Forgive the off-topicness.
mander says:
After 10 years of nationalised banking Sweden has come up with negative rate in order to make people go out and buy: eventually gold because Sweden will come with another idea soon: Spend your Swedish krona within a month or the kronas will have expired.
Devo says:
Today, Riksbank, Sweeden’s central bank cut the deposit rate to -0.25% effectively charging savers interest on deposited money
Why would any bank say, “We don’t want your money”?
devo says:
Today, Riksbank, Sweeden’s central bank cut the deposit rate to -0.25% effectively charging savers interest on deposited money
Why would a bank say “We don’t want your money”?
little professor says:
The central bank doesn’t want your money – it wants you to spend it to stimulate the economy
devo says:
“it wants you to spend it to stimulate the economy”
That might work if your money is deposited in a central bank.
gone-to-colombia says:
A kind of legal theft
devo says:
“A kind of legal theft”
Yeah, a bit like taxes really.
gone-to-colombia says:
Yes, but a new departure in the art of removing cash from the innocent to pay for the witless and culpable behaviour of the guilty.

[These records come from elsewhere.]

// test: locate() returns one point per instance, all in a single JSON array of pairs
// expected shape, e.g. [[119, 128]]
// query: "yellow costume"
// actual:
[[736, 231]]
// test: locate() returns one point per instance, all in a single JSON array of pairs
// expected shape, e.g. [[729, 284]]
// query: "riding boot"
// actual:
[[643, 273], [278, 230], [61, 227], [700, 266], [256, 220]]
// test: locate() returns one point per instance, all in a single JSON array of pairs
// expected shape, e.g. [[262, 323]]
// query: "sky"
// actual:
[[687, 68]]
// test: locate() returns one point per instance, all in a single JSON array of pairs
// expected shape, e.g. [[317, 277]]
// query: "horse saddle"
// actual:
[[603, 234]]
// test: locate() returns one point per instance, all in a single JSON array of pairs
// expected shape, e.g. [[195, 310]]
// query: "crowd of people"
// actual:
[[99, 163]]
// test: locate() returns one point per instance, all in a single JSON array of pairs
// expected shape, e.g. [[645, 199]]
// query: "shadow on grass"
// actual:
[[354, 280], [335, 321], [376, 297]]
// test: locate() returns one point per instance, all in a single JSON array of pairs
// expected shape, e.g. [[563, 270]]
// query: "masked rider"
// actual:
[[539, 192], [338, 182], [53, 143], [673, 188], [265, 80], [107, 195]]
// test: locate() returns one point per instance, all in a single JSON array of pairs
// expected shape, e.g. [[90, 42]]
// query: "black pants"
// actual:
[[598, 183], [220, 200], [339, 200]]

Attempted in other circumstances and there would be riots in the streets.
devo says:
“removing cash from the innocent to pay for the witless and culpable behaviour of the guilty”
Do you mean…
“removing cash from the plebeians to pay for the witless and culpable behaviour of the financiers”?
Confusing, isn’t it?
dbc reed says:
@mander
The idea of your bank notes expiring at the end of the month was proposed by Silvio Gesell and put into operation successfully in Worgl
and Swanenkirchen in the Austrian Tyrol in the 30’s.Reputable economist Irving Fisher backed the idea in the US where voluntary associations issued “Stamp scrip” as it was called.Not as daft as it looks: it does n’t increase the quantity of money,just speeds up the velocity of existing money.Mind you Gesell believed you should also nationalise all land values otherwise his” freed money” would just put up land values and property prices.Keynes who was bowled over by Gesell’s monetary reforms could n’t see any point in Gesell’s ideas about land which he described as of secondary interest and derived from Henry George.
refusetobuy says:
This stops Sweden’s banks depositing money at the central bank, so they have to put it elsewhere, like into the economy.
Normal people are unaffected.
mark says:
I will give any swedish investor %0.20 if they invest their money in my bank “bank of mark”
Rob says:
sorry to interupt but the Swedish Central Bank has not cut the rate to minus 0.25%, but it has been cut to plus 0.25%…
http://www.bloomberg.com/apps/news?pid=newsarchive&sid=aNEROPoohiUI
Theemperorhasnoclothes says:
mark …
careful now! … is your “bank of mark” keeping the money in Krona or in £ sterling?
If the latter you could be paying them back more tha %0.2 !!
51ck-6-51x says:
Total rubish; Mish is stirring.
Sweden’s central bank’s bank repo rate is at 0.25%, not -0.25%.
The real rate is most likely negative due to inflation, but that is a mute point, since a negative real rate will certainly encourage investment, which is what the real economy needs in a recession ( another way is by state spending as seen elsewhere ) – it’s no good everyone hoarding all their cash, therefore when this starts happening there needs to be incentive to invest, which in turn should create jobs ( “should”, since this also depends upon other things such as regulatory or tax arbitrage, which may distort the market and encourage inefficient allocation of capital, which may not create jobs. )
Oh and if anywhere has any clue about cleaning up after a banking crisis it is Sweden!